Now say that you can only observe a+b, and say that you observe a value of 10. Because the distributions of a and b are center-weighted, it’s much more likely that a=5 and b=5 than a=10 and b=0, and it’s extremely unlikely than a=15 and b=-5.

Say that, instead, you observe an a+b of 0. Now observing a=-5 and b=5 is equally as likely as observing a=5 and b=-5, and observing a=0 and b=0 is more likely than both of those.

You can verify these calculations, but the point is that when dealing with measurement error, the farther away from the mean you go the more likely that you’re observing significant measurement error. Regressing towards the mean helps mitigate this.

Actually, on second thought, adding error bars is wrong. Because of how conditional probability works (as I tried to show in my example), it’s actually the wrong way to do it when dealing with measurement error. You either regress towards a mean or use more data. If you’re comfortable with putting strong assumptions on the distributions of both talent and the measurement error then you can create proper error bars conditional on observing each value (note that they won’t be symmetric), but no one should be comfortable with those assumptions.

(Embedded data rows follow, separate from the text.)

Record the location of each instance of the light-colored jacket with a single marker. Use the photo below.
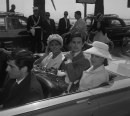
(93, 78)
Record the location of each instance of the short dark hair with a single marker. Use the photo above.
(77, 35)
(105, 62)
(78, 13)
(22, 58)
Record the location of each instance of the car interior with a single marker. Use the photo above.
(51, 89)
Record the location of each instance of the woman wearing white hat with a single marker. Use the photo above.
(53, 56)
(96, 74)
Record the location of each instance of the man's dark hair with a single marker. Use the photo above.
(77, 35)
(22, 58)
(105, 62)
(78, 13)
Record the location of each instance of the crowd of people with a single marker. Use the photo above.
(83, 70)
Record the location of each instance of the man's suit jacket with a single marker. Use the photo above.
(28, 90)
(75, 69)
(48, 29)
(62, 26)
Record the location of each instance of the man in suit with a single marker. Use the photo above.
(80, 26)
(64, 24)
(34, 27)
(75, 61)
(48, 27)
(21, 87)
(13, 7)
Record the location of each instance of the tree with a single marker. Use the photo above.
(41, 5)
(99, 7)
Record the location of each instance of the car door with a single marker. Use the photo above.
(77, 104)
(114, 100)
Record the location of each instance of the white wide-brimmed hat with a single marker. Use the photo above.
(99, 49)
(55, 37)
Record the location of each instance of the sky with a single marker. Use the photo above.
(118, 7)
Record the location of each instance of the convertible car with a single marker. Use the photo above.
(109, 99)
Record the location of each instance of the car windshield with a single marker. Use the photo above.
(15, 23)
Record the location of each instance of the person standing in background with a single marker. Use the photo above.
(34, 27)
(22, 86)
(48, 27)
(64, 24)
(13, 7)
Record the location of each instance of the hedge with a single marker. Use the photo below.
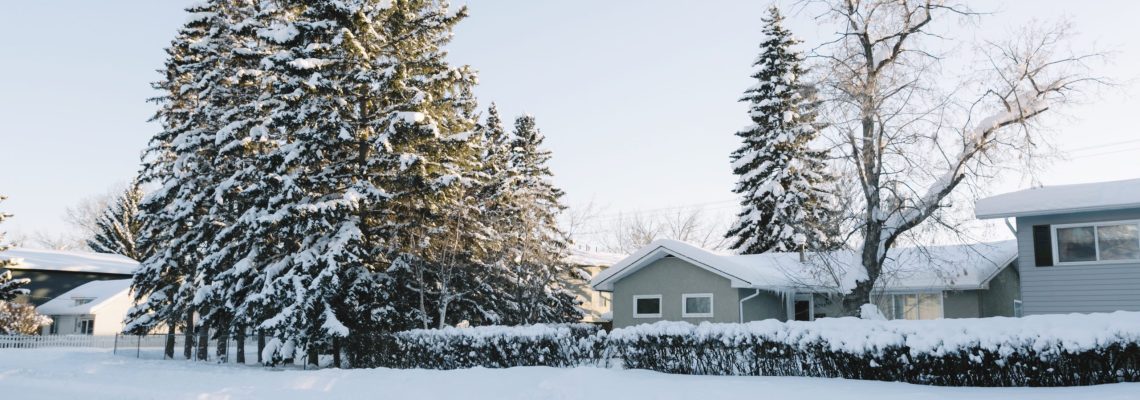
(1032, 351)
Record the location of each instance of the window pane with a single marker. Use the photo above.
(882, 302)
(698, 305)
(929, 305)
(1075, 244)
(649, 305)
(1118, 242)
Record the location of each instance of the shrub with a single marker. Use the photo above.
(491, 347)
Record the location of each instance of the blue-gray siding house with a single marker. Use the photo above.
(1079, 245)
(674, 280)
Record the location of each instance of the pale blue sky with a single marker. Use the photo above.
(637, 98)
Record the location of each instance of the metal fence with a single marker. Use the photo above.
(146, 347)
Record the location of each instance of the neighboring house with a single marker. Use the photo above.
(96, 308)
(674, 280)
(54, 272)
(584, 266)
(1079, 245)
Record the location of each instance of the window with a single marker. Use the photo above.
(1090, 243)
(910, 305)
(86, 326)
(803, 308)
(697, 305)
(648, 305)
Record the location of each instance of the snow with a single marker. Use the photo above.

Is Harvey going the Latos route and lopping one of the Ts off of his last name?

He used to be Mat Lattos? Score one for Melvil Dewey!

I think it was Mat Latost. Or Mat Tlatos. Or Mat LaTots. I forget.

You beat me by one minute! Great minds and such (some just a little slower than others…)

…or he could have been Latost. Or (my favorite) Tlatos.

And he’s just one more change from being Mat Laos!

Haha nice! Maybe he should forego the letter ‘t’ altogether and go by Ma Laos, the Asian madam of Cincy’s red light district.

Haha. I like that our first two options were even identical. I think that means we’re officially dating.

My immediate reaction to Jason Kubel as worst regular: there is no way he is worse than Yuni. While it is true, Yuni is worse, he avoids the distinct honor of “worst regular” thanks to the Royals releasing him mid-season last year.

The real problem with defensive stats (and therefore with WAR) is that they just aren’t comparable to offensive stats – but I’d emphasize a different issue from Roger’s. The problem I see is that teams simply don’t value offense and defense on the same scale, so the distributions are different. You can’t regress to the mean if you don’t know the mean.

How the teams value contributions is not the same as how valuable the contributions are.

Why are you touting arbitrary endpoints you biased prick!

The big surprise for me in your 1B list is Belt. I’ve read that Giants fans are dissatisfied with him. Buttheads!

There is a really bizarre media movement stoked by KNBR and certain Giants beat writers who are Andrew Baggarly to criticize Belt to a really ridiculous degree, as if he’s singlehandedly to blame for the Giants’ bad year. It makes no sense, but it’s contagious. I had a conversation on twitter the other day with someone who wants to replace Belt with actual literal Adam Dunn.

This is what sports talk radio hath wrought.